Entre os termos assinados, o secretário da Ciência, Tecnologia, Inovação e Ensino Superior, Claudio Furtado, firmou um Termo de Cooperação com a empresa Dahua Technology, que visa o aprimoramento de pesquisas e do ensino nas áreas da Tecnologia da Informação, gerenciamento de Big Data de Tráfego, Salas de Aula Inteligentes e Bodycam. A expectativa é de montar um laboratório na Paraíba, para que os estudantes usem os equipamentos da empresa como ferramentas de estudo prático e desenvolvimento de novas aplicações de interesse do Estado.

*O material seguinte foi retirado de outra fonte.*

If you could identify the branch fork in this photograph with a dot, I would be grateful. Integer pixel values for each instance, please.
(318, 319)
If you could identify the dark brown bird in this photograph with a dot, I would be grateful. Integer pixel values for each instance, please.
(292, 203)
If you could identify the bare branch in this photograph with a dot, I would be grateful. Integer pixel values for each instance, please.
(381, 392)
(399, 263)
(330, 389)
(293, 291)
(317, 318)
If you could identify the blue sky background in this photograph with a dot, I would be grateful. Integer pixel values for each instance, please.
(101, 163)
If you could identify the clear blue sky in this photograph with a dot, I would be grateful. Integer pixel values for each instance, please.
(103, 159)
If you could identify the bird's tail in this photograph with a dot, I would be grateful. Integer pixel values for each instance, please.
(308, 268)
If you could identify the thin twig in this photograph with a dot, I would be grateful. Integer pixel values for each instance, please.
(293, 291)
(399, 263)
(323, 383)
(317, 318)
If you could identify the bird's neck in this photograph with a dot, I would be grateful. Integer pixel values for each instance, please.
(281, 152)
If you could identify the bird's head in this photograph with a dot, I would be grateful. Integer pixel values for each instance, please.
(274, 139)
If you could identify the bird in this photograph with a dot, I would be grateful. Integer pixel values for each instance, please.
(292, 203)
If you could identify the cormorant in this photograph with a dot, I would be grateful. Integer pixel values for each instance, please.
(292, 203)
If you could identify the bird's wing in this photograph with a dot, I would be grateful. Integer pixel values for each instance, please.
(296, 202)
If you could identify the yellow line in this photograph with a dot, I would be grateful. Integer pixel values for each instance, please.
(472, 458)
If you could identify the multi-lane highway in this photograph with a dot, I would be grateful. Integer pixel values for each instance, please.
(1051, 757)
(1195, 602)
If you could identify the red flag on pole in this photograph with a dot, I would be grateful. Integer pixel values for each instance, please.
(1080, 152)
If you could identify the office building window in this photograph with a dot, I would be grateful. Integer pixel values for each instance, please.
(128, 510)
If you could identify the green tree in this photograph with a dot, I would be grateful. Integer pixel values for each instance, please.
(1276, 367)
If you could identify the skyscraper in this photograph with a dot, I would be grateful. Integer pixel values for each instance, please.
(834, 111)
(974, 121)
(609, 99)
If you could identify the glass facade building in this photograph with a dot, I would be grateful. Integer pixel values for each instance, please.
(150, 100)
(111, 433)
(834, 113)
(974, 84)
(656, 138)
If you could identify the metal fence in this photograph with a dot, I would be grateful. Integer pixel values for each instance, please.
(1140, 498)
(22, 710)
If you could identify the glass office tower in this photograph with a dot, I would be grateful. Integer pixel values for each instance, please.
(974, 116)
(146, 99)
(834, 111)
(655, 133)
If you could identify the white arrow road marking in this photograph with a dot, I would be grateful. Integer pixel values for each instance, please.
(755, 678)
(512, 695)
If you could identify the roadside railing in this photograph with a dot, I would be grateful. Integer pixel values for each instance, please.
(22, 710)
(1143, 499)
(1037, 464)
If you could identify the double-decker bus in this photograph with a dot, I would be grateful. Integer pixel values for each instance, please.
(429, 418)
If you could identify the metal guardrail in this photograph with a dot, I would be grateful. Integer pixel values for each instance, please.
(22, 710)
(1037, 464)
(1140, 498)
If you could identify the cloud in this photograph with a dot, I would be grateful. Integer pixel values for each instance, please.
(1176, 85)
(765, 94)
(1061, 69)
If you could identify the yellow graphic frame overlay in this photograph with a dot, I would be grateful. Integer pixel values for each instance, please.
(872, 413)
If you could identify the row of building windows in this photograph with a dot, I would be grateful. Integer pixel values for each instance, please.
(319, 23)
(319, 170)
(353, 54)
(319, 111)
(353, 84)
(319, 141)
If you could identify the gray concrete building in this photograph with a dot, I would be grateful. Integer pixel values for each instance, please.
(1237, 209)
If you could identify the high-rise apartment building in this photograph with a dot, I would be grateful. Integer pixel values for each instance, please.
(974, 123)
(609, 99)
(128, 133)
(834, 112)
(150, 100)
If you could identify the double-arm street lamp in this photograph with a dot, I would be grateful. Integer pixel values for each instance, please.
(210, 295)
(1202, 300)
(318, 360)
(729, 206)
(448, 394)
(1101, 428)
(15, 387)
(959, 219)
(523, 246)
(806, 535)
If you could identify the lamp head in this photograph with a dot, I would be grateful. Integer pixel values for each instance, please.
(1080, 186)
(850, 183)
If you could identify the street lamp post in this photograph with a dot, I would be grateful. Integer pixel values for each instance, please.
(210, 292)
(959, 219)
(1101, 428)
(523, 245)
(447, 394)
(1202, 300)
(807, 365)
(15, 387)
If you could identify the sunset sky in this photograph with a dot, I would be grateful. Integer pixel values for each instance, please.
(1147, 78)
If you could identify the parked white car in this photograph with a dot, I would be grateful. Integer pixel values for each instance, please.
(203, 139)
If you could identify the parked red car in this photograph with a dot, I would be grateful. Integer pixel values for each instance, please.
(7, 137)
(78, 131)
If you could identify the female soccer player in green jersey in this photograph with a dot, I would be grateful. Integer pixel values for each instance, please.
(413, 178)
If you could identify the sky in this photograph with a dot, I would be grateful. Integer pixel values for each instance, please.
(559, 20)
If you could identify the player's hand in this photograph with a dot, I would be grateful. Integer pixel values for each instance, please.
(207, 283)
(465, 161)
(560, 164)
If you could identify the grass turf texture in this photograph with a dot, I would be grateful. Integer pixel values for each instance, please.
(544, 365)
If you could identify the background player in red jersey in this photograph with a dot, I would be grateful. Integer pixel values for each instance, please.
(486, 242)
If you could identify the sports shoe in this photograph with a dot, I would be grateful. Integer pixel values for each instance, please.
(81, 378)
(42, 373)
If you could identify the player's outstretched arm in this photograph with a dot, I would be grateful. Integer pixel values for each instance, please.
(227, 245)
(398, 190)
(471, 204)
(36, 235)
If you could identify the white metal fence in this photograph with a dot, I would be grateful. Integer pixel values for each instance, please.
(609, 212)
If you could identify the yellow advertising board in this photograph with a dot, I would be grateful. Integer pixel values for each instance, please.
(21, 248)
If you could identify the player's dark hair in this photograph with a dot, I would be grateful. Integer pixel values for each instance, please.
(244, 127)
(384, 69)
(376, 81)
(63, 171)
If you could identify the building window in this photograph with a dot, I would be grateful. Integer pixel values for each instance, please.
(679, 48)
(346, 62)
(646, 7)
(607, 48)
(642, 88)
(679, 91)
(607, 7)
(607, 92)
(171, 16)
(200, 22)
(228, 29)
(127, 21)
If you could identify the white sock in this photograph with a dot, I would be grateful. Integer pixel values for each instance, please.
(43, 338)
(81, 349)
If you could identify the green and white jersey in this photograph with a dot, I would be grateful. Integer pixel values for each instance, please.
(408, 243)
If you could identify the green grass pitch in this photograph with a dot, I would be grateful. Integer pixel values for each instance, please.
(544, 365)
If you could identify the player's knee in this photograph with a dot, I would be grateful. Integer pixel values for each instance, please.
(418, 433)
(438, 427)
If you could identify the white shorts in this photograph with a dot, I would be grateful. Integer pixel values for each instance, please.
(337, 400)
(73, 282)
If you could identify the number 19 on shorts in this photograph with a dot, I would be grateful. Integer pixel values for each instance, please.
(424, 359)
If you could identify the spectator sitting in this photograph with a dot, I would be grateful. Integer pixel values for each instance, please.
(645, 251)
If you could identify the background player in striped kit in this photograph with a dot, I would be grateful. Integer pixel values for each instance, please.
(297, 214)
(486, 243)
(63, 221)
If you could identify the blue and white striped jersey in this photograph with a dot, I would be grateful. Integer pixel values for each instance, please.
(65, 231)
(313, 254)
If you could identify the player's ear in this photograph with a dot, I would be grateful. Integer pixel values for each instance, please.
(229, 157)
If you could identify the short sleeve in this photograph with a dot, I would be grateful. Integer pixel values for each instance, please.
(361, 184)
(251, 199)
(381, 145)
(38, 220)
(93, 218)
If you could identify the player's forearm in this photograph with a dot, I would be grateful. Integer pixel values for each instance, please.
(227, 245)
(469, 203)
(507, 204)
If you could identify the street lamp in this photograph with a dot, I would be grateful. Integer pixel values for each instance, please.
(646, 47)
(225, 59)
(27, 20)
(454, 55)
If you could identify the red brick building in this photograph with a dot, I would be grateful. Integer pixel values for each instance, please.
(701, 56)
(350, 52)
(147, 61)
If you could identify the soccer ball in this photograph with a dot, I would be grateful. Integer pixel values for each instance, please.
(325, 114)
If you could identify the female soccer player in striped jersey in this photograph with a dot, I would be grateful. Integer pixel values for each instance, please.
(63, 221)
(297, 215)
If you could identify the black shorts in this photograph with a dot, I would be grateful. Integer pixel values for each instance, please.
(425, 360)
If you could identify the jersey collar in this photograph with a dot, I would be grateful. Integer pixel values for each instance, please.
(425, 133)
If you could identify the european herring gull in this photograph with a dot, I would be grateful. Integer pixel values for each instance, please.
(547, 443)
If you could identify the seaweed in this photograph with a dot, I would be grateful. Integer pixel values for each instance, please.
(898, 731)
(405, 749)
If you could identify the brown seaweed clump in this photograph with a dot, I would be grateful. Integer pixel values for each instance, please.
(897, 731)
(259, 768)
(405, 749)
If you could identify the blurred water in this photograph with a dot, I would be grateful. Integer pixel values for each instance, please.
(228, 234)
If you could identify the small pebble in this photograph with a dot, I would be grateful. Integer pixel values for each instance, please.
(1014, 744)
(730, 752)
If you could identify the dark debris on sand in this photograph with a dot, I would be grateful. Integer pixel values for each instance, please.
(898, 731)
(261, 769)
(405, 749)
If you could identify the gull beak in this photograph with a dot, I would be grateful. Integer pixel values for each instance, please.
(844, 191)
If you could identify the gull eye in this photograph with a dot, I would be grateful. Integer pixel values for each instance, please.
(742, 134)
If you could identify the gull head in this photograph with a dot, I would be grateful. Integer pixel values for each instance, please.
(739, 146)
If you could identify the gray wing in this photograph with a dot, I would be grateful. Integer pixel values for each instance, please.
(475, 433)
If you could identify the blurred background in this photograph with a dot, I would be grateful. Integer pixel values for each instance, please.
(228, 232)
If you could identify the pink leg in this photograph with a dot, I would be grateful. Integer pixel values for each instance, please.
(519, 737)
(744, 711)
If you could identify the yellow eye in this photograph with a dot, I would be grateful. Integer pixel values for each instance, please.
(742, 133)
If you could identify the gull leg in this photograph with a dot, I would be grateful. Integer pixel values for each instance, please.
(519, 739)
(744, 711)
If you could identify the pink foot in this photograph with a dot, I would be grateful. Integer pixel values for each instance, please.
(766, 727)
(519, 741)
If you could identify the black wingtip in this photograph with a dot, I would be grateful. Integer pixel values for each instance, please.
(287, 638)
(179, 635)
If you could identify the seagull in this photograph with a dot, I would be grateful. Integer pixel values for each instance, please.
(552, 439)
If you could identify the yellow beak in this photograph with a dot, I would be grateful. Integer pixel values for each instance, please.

A sinalização para o estreitamento das relações com a China veio do governo federal, quando o Presidente Lula visitou o país em abril deste ano. O Brasil e a China assinaram uma Declaração Conjunta sobre o Aprofundamento da Parceria Estratégica Global. Na área da astrofísica, o documento ressalta o apoio ao projeto Bingo. Nessa cadência, o governo da Paraíba, juntamente com representantes de instituições de pesquisa do estado mobilizaram uma viagem institucional ao país asiático. As esferas executivas e intelectuais da Paraíba estavam representadas num corpo formado por 18 pessoas.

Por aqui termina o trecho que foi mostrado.